Impossible to detect edge cases in all circumstances, such as code that actually is inside of a string.	Edge cases can be avoided. Differentiates between actual code and code inside a comment or string. Can still be fooled by invalid Python (though this can often be considered a garbage in, garbage out scenario).	Edge cases can be avoided effortlessly, as only valid Python can even be parsed, and each node class represents that syntactic construct exactly.

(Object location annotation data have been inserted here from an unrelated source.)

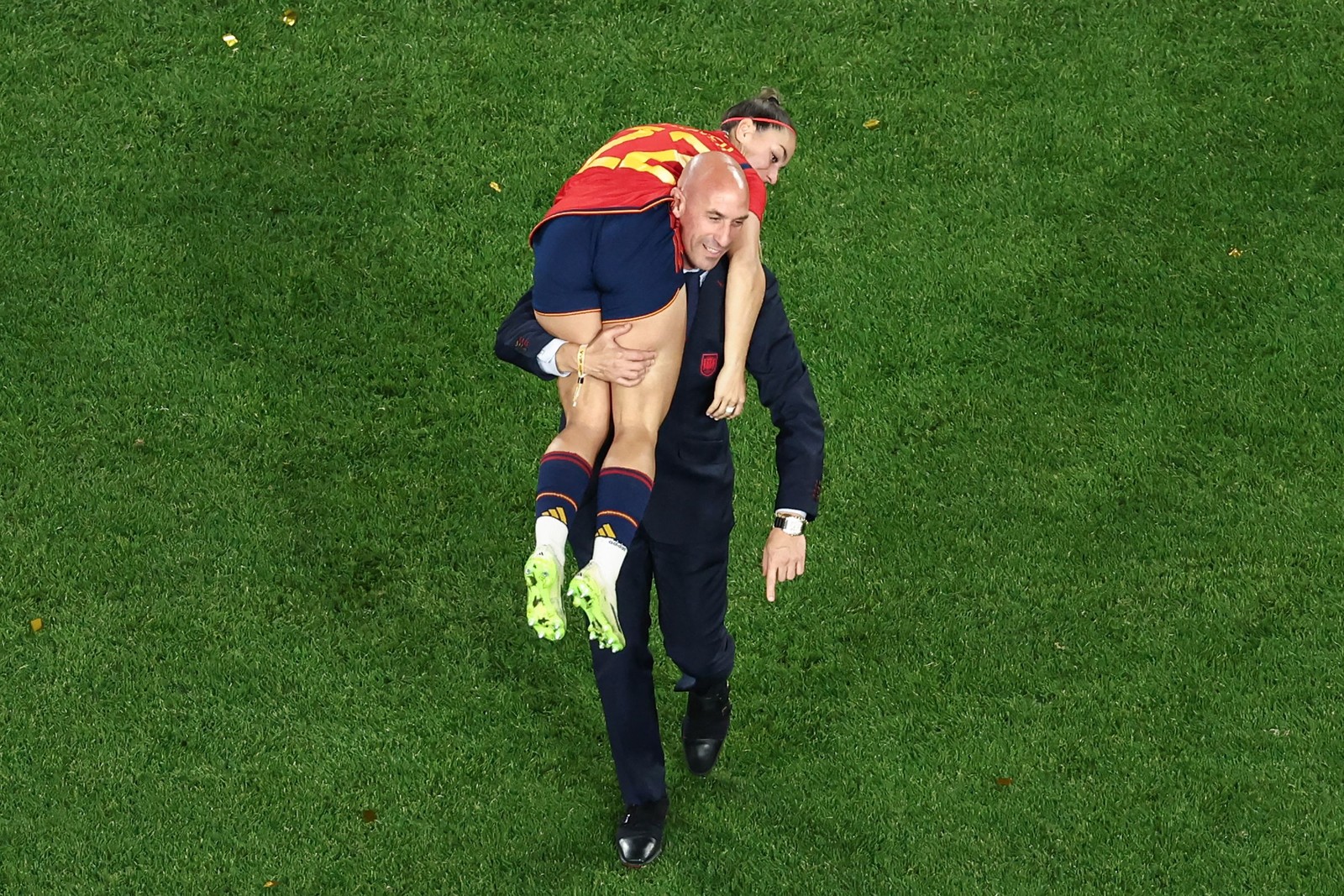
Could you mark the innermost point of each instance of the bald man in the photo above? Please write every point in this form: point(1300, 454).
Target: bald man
point(683, 542)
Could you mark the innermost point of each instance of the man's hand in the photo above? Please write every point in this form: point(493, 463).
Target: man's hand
point(606, 359)
point(783, 560)
point(730, 394)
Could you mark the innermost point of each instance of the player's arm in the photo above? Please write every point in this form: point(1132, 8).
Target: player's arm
point(743, 304)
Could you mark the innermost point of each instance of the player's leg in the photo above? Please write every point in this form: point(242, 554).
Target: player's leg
point(625, 479)
point(568, 305)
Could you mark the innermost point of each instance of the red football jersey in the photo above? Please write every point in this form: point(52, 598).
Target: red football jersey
point(638, 170)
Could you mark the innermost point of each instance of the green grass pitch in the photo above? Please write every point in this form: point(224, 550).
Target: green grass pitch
point(1072, 620)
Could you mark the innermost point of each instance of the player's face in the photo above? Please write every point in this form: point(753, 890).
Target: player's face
point(710, 222)
point(769, 149)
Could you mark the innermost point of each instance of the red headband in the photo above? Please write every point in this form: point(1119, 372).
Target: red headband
point(769, 121)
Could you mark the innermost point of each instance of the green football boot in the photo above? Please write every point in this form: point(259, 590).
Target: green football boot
point(544, 607)
point(597, 600)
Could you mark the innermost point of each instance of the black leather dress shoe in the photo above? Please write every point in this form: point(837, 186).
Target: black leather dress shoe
point(705, 727)
point(638, 835)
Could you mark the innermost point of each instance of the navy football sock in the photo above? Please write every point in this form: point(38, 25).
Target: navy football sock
point(622, 496)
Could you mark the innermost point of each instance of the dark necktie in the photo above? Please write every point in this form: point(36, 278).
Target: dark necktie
point(692, 296)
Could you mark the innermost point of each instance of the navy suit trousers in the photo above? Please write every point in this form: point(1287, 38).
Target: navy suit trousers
point(692, 582)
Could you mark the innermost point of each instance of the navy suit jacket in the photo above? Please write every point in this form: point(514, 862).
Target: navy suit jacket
point(692, 490)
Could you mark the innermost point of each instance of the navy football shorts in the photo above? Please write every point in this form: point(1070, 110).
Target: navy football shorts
point(622, 264)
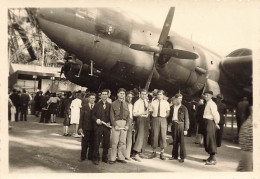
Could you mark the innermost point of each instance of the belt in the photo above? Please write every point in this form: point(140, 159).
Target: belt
point(209, 119)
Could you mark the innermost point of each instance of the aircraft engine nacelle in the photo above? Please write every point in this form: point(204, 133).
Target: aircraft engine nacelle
point(83, 78)
point(182, 73)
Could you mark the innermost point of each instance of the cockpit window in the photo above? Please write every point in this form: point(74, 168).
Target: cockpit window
point(240, 52)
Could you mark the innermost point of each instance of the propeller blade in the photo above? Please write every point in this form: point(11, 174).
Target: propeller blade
point(148, 82)
point(60, 62)
point(179, 53)
point(145, 48)
point(166, 26)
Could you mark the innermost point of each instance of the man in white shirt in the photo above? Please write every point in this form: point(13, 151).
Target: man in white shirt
point(160, 111)
point(129, 135)
point(142, 125)
point(179, 118)
point(211, 118)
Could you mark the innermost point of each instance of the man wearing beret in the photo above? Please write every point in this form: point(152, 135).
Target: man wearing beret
point(120, 119)
point(160, 109)
point(101, 117)
point(179, 118)
point(211, 118)
point(222, 110)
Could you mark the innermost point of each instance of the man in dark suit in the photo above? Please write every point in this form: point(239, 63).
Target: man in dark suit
point(222, 110)
point(86, 128)
point(16, 102)
point(101, 118)
point(179, 118)
point(24, 99)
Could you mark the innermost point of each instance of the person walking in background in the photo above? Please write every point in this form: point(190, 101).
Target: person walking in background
point(109, 95)
point(75, 114)
point(246, 143)
point(200, 122)
point(142, 125)
point(160, 111)
point(25, 99)
point(37, 103)
point(120, 119)
point(129, 135)
point(179, 117)
point(102, 123)
point(53, 104)
point(222, 110)
point(241, 112)
point(66, 122)
point(45, 116)
point(211, 118)
point(86, 129)
point(15, 98)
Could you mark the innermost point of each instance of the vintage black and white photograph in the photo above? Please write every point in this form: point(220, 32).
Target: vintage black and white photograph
point(131, 87)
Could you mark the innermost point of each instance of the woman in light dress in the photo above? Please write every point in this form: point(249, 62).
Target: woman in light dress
point(53, 104)
point(75, 114)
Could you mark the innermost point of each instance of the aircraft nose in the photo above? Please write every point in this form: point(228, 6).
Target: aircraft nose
point(44, 13)
point(64, 16)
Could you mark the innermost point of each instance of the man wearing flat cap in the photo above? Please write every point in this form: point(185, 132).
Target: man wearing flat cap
point(120, 119)
point(211, 118)
point(222, 110)
point(179, 118)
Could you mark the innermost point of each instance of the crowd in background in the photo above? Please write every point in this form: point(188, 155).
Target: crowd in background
point(140, 130)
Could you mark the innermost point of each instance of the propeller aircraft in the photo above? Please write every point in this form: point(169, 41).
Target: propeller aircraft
point(115, 49)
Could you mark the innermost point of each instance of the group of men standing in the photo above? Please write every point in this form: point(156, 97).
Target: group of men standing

As you can see, all three can be valid depending on what you are trying to do. With that being said, I hope I can convince you that using tokenize is almost always preferable to using regular expressions to match Python code. Code written using the tokenize module will be more correct on edge cases, more maintainable, and easier to extend.

Other Standard Library Modules

In addition to tokenize and ast, the Python standard library has several other modules which can aid in inspecting and manipulating Python source code.

Parso

As a final note, David Halter’s parso library contains an alternative implementation of the standard library tokenize and ast modules for Python. Parso has many advantages over the standard library, such as round-trippable AST, a tokenize() function that has fewer “gotchas” and doesn’t raise exceptions, the ability to detect multiple syntax errors in a single block of code, the ability to parse Python code for a different version of Python than the one that is running, and more. If you don’t mind an external dependency and want to save yourself potential headaches, it is worth considering using parso instead of the standard library tokenize or ast. Parso’s tokenizer (parso.python.tokenize.tokenize()) is based on the standard library tokenize, so even if you use it, this guide may be helpful in understanding it.

---

[1]

Actually there are a handful of syntax errors that cannot be detected by the AST due to their context sensitive nature, such as break outside of a loop. These are found only after compiling the AST.